Although Timentin has low toxicity characteristic of penicillin antibiotics, during long-term therapy it is recommended to periodically assess renal, hepatic, and hematopoietic function.

Increased bleeding has been observed in patients receiving beta-lactam antibiotics. Such reactions may be associated with impaired coagulation, platelet aggregation, and prolonged prothrombin time (primarily in patients with renal failure). If bleeding develops, the drug should be discontinued and appropriate therapeutic measures taken.

When prescribing Timentin to patients on a salt-free diet, the sodium content in the drug formulation should be taken into account.

Prolonged use of the drug may lead to the growth of non-susceptible strains of the pathogen.

When treating mixed infections caused by strains sensitive to ticarcillin (including beta-lactamase-producing strains), additional prescription of other antibiotics is not required.

To ensure adequate therapy, appropriate tests for pathogen susceptibility to the antibiotic should be performed. However, given the broad spectrum of bactericidal activity against gram-positive and gram-negative strains, the combination of ticarcillin and clavulanic acid is used as first-line therapy for mixed infections until the pathogen is identified. The combination of ticarcillin and clavulanic acid administered as monotherapy for some severe infections, which are usually treated with antibiotic combinations, has been shown to be effective. In vitro test results have shown a synergistic effect of aminoglycosides and the combination of ticarcillin with clavulanic acid against certain strains of Pseudomonas aeruginosa, suggesting the effectiveness of such combination therapy (especially in immunocompromised patients). In this case, both drugs should be prescribed at the recommended therapeutic doses. After obtaining the susceptibility test results, therapy should be adjusted if necessary.

Overdose

Symptoms: nausea, vomiting, diarrhea. The development of fluid volume and electrolyte imbalance is also possible.
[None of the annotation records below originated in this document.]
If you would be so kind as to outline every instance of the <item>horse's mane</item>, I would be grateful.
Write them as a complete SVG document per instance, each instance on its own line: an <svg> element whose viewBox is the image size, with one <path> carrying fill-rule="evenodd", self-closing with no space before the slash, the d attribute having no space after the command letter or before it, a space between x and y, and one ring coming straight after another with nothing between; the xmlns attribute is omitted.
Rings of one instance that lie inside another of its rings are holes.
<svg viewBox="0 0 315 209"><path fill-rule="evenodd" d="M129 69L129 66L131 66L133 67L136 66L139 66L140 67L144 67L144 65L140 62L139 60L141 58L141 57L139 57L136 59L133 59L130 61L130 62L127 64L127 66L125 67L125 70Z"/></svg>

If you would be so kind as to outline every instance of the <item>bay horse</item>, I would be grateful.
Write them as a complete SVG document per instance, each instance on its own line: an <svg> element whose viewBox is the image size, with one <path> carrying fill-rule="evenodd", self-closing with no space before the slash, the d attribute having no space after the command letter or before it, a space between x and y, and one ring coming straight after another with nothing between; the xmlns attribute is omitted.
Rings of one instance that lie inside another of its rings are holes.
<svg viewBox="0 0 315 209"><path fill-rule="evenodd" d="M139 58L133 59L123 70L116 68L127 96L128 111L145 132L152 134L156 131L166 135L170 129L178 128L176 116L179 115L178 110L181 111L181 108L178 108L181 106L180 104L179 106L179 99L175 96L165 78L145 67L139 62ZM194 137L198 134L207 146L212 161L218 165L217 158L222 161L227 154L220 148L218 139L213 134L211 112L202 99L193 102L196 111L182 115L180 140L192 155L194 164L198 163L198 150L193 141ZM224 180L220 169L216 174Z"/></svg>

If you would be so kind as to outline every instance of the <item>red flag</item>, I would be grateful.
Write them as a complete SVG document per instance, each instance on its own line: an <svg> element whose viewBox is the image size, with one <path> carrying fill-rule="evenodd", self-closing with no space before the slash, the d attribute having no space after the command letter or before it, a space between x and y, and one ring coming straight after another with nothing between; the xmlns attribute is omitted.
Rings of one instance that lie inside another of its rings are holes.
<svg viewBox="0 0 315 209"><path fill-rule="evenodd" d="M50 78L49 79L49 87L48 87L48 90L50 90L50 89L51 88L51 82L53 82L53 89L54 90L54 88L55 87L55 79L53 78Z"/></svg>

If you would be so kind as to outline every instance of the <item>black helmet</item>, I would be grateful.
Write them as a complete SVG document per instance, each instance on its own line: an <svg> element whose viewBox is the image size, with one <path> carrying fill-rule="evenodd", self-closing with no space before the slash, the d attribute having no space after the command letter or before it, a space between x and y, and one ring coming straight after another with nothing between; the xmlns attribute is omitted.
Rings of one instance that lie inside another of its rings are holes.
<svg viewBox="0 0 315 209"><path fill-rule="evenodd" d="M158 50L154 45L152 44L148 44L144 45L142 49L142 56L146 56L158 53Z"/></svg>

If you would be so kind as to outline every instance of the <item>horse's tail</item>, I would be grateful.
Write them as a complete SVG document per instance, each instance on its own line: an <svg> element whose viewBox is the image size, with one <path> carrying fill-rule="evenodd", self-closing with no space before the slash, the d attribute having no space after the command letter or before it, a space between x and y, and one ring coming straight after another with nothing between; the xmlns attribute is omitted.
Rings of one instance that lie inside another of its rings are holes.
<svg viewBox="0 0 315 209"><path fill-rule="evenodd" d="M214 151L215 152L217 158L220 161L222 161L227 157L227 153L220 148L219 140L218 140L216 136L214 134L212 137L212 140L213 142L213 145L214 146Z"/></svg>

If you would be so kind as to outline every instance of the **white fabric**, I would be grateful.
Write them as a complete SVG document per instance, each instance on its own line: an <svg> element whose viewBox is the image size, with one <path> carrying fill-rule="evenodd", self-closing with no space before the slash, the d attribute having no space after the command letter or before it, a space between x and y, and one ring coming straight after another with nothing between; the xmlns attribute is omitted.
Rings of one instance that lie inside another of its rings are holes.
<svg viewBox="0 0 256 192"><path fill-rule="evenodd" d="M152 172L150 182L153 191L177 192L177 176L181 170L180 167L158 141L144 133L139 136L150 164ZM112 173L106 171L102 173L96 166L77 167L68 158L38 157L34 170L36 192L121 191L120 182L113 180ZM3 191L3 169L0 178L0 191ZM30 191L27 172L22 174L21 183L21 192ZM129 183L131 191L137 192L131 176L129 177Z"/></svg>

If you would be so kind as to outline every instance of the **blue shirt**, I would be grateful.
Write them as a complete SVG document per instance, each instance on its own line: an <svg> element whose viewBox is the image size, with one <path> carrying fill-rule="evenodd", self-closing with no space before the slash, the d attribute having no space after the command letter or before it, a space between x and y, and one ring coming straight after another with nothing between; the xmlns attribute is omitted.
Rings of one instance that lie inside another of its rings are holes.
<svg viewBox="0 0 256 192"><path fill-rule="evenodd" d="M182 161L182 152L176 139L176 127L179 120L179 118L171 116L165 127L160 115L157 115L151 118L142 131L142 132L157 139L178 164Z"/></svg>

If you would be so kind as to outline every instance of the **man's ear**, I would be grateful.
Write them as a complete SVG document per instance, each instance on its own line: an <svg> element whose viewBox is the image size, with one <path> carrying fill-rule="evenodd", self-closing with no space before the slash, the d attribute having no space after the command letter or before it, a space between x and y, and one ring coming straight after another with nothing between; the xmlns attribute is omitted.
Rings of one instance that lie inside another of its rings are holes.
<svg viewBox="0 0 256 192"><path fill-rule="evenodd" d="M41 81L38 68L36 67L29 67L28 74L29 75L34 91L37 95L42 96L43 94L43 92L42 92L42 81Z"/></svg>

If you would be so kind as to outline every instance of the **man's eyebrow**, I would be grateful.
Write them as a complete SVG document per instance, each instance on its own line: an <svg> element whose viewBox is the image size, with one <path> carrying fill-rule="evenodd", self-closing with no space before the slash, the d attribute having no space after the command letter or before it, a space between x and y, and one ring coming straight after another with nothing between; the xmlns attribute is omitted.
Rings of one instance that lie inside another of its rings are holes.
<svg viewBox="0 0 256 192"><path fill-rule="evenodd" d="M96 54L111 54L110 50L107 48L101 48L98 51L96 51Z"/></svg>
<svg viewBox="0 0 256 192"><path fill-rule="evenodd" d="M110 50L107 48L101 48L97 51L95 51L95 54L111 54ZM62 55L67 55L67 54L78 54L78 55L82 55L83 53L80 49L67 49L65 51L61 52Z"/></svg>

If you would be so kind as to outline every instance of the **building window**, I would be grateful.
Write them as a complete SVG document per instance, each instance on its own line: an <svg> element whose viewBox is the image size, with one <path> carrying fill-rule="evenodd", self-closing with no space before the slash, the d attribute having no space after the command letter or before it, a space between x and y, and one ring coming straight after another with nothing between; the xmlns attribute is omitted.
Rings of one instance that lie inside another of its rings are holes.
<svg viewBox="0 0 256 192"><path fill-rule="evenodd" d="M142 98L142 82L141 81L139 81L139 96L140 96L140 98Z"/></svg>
In case of overdose, some patients may develop increased neuromuscular excitability and convulsive seizures.

Treatment: if clinical signs of drug overdose develop, symptomatic therapy is indicated. In case of overdose, Ticarcillin and Clavulanic acid can be removed from the bloodstream by hemodialysis.

Drug Interactions

Concomitant use with probenecid is not recommended. Probenecid reduces the tubular secretion of ticarcillin. Simultaneous use with probenecid leads to a slowdown in the excretion of ticarcillin but does not affect the excretion of clavulanic acid.
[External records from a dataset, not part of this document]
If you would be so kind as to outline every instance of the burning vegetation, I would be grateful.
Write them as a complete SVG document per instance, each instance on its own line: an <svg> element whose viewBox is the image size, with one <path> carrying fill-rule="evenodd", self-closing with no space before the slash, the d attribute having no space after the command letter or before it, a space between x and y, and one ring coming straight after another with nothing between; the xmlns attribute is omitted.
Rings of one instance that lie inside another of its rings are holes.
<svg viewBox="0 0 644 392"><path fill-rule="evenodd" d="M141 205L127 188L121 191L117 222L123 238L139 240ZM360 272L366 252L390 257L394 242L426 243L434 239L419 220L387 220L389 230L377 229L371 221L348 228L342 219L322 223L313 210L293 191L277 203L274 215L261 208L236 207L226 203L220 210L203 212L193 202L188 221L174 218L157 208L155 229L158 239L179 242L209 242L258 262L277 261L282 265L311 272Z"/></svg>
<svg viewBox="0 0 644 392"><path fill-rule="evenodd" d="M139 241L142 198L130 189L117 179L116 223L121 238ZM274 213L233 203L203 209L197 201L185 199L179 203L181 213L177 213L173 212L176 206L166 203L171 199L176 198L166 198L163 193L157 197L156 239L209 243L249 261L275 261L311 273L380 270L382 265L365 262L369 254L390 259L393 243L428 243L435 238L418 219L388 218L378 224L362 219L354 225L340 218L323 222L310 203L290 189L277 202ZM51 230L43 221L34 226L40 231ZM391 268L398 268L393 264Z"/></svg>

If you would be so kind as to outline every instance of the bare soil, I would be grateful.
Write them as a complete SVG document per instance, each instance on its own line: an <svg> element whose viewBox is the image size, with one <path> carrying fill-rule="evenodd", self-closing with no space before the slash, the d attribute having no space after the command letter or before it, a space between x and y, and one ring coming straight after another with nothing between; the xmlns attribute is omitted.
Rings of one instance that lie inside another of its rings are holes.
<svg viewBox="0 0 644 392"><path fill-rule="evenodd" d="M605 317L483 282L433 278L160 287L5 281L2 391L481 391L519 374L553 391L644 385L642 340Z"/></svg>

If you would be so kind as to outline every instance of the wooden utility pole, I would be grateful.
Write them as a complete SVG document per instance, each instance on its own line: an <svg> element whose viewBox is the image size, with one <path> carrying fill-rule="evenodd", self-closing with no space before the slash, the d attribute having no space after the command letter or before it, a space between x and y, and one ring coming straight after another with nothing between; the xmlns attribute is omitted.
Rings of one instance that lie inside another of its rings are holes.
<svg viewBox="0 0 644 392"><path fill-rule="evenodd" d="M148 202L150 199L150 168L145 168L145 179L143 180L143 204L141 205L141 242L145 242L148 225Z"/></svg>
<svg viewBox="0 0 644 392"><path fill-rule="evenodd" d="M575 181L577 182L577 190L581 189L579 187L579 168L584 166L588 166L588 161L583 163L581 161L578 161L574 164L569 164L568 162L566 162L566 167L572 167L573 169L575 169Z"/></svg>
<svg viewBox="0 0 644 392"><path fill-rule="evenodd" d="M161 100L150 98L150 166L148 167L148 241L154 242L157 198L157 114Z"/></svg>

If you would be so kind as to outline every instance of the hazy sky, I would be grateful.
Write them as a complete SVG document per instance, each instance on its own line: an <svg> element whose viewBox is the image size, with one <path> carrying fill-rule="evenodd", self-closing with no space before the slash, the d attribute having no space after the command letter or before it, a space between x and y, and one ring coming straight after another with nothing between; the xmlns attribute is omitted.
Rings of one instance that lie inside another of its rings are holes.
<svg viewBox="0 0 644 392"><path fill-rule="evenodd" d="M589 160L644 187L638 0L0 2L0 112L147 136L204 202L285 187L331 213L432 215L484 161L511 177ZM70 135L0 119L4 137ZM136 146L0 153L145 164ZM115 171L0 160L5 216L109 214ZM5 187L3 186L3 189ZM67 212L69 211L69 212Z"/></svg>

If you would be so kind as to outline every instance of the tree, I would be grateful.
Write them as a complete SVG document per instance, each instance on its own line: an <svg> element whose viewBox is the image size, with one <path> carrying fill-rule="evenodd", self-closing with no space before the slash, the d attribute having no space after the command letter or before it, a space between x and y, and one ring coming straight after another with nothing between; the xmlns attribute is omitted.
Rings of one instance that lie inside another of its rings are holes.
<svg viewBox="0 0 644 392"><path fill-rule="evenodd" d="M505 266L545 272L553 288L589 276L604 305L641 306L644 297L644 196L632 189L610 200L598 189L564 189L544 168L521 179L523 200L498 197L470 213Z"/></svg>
Timentin exhibits synergism with aminoglycosides against a number of microorganisms, including Pseudomonas aeruginosa. Therefore, it is recommended to prescribe Timentin in combination with aminoglycosides for the treatment of life-threatening infections, especially in patients with impaired immunity. In this case, the specified drugs are administered separately at the recommended doses.

Clavulanic acid may cause nonspecific binding of IgG and albumin to erythrocyte membranes, leading to false-positive Coombs test results.

Like other antibiotics, Ticarcillin can alter the composition of the intestinal flora, leading to low estrogen reabsorption and, consequently, reduced effectiveness of combined oral contraceptives.

Pharmaceutical interaction

When Timentin is used in combination with aminoglycosides, the antibiotics should not be mixed in the same syringe, containers, or IV infusion systems, as this may lead to a decrease in the activity of the aminoglycosides.

Timentin is not sufficiently stable in infusion fluids containing bicarbonate.

It is not recommended to mix Timentin with blood products and other protein-like fluids, such as protein hydrolysates, as well as with intravenous lipid emulsions.

Storage Conditions

The drug should be stored out of the reach of children at a temperature from 2°C (35.6°F) to 8°C (46.4°F).

Shelf Life

The shelf life is 3 years.

Dispensing Status

The drug is dispensed by prescription.

Important Safety Information

This information is for educational purposes only and does not replace professional medical advice. Always consult your doctor before use. Dosage and side effects may vary. Use only as prescribed.